Morphable Models of Faces (Face Image Modeling and Representation) (Face Recognition) Part 3

Identification Confidence

In this section, we present an automated technique for assessing the quality of the fitting in terms of a fitting score (FS). We show that the fitting score is correlated with identification performance and hence, may be used as an identification confidence measure. This method was first presented by Blanz et al. [9].

A fitting score can be derived from the image error and from the model coefficients of each fitted segment from the average.

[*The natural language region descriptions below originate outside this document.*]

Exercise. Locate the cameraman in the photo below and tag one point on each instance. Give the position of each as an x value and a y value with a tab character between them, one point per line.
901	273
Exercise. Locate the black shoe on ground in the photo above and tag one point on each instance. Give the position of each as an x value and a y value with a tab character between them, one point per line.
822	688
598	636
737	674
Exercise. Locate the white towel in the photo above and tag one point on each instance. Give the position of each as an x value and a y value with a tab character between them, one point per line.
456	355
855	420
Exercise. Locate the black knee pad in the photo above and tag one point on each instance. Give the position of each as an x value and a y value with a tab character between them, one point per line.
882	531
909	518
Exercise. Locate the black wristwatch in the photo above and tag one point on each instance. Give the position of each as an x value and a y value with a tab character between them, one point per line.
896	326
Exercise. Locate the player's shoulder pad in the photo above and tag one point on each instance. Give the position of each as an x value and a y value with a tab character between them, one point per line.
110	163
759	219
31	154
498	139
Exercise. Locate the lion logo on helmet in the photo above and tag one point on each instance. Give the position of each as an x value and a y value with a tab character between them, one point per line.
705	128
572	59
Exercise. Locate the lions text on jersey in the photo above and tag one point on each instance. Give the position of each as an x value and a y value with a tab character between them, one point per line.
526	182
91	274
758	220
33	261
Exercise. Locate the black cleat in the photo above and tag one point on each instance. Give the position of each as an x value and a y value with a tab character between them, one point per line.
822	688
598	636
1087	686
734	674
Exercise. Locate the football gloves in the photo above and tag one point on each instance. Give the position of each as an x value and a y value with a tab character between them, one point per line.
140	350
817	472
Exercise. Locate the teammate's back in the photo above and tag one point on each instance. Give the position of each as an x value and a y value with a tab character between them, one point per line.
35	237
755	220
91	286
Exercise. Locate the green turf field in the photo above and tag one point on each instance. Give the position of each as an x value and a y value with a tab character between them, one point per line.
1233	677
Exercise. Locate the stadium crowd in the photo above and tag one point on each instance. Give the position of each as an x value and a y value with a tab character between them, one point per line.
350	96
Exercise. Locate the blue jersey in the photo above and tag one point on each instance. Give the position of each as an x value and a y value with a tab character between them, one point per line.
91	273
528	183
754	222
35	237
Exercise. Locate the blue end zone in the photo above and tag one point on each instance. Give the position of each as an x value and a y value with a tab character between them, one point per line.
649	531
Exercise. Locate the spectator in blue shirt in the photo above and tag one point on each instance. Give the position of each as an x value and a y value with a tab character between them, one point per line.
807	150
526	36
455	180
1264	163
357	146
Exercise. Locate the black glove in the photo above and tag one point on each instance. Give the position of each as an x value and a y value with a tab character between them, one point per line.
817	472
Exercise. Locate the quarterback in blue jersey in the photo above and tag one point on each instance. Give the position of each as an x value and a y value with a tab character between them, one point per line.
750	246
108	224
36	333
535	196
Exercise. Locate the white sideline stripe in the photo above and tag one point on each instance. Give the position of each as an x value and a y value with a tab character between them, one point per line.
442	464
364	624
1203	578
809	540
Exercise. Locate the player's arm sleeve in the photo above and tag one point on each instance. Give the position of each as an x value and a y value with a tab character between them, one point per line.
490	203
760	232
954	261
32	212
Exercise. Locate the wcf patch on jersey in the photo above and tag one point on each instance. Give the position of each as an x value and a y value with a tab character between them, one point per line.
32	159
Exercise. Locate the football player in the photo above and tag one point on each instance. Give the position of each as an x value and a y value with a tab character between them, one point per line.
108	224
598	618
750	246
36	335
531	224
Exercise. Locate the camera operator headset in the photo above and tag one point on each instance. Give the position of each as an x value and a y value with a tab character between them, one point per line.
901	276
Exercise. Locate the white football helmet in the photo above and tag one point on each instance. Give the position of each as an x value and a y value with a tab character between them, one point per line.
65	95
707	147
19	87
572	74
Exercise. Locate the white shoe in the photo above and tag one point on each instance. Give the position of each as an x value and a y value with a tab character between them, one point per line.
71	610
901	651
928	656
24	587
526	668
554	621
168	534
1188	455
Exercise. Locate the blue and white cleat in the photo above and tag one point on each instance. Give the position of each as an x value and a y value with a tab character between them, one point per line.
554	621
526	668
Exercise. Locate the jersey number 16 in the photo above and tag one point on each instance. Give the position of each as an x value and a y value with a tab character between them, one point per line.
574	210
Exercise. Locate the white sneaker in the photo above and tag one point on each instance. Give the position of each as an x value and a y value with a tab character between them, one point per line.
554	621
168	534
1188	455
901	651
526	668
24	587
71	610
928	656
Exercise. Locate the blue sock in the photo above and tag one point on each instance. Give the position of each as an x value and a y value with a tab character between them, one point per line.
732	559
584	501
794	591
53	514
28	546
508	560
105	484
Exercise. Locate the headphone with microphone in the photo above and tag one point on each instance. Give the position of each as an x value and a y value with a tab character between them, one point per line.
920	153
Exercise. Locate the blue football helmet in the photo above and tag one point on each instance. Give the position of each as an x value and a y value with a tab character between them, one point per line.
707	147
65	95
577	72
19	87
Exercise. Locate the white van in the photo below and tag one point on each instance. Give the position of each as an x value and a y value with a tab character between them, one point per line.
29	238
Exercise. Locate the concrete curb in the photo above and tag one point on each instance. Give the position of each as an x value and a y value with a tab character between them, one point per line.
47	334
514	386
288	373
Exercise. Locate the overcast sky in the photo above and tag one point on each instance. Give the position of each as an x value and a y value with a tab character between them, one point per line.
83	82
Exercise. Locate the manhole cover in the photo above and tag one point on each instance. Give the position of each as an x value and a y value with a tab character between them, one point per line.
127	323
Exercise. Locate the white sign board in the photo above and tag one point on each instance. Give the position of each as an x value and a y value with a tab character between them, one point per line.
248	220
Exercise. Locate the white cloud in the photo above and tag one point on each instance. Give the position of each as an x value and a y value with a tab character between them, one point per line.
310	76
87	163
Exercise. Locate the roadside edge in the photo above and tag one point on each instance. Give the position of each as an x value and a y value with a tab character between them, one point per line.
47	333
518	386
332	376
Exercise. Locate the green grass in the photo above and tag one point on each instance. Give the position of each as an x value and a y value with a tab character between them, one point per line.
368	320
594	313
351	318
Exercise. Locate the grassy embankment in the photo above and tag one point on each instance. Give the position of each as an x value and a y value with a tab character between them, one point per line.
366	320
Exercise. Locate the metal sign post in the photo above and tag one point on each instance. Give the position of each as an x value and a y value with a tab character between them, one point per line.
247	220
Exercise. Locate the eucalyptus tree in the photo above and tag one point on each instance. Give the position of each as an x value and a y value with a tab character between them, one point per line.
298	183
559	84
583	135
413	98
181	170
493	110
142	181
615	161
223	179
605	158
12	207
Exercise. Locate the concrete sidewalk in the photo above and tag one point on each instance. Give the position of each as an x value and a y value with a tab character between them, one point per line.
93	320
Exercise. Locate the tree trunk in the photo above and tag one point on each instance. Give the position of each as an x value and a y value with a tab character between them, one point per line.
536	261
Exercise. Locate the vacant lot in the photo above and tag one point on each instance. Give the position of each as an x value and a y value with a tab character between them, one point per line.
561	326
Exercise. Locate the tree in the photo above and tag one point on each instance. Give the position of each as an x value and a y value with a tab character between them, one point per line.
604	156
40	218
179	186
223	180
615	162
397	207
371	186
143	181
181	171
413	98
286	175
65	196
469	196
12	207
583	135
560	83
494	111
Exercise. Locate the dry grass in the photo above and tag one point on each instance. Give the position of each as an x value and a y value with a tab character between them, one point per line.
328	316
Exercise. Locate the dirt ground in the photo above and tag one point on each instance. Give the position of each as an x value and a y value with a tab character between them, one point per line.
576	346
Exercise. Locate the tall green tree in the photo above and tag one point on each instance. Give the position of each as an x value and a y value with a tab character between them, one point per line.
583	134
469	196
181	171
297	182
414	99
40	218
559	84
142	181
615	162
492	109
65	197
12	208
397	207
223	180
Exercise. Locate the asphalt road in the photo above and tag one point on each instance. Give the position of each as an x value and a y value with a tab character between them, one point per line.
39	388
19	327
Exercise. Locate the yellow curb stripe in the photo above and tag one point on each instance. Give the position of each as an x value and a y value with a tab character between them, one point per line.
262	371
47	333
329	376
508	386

Although the FS can be derived by a Bayesian method, we learned it using a support vector machine (SVM) (see Vapnik [44] for a general description of SVM and Blanz et al. [9] for details about FS learning).

Fig. 6.7 Receiver operator characteristic for a verification task obtained with the SNO algorithms on different sets of images

Fig. 6.8 Identification results as a function of the fitting score

Figure 6.8 shows the identification results for the PIE images varying in illumination across three poses, with respect to the FS for a gallery of side views. FS > 0 denotes good fittings and FS < 0 poor ones. We divided the probe images into eight bins of different FS and computed the percentage of correct rank 1 identification for each of these bins. There is a strong correlation between the FS and identification performance, indicating that the FS is a good measure of identification confidence.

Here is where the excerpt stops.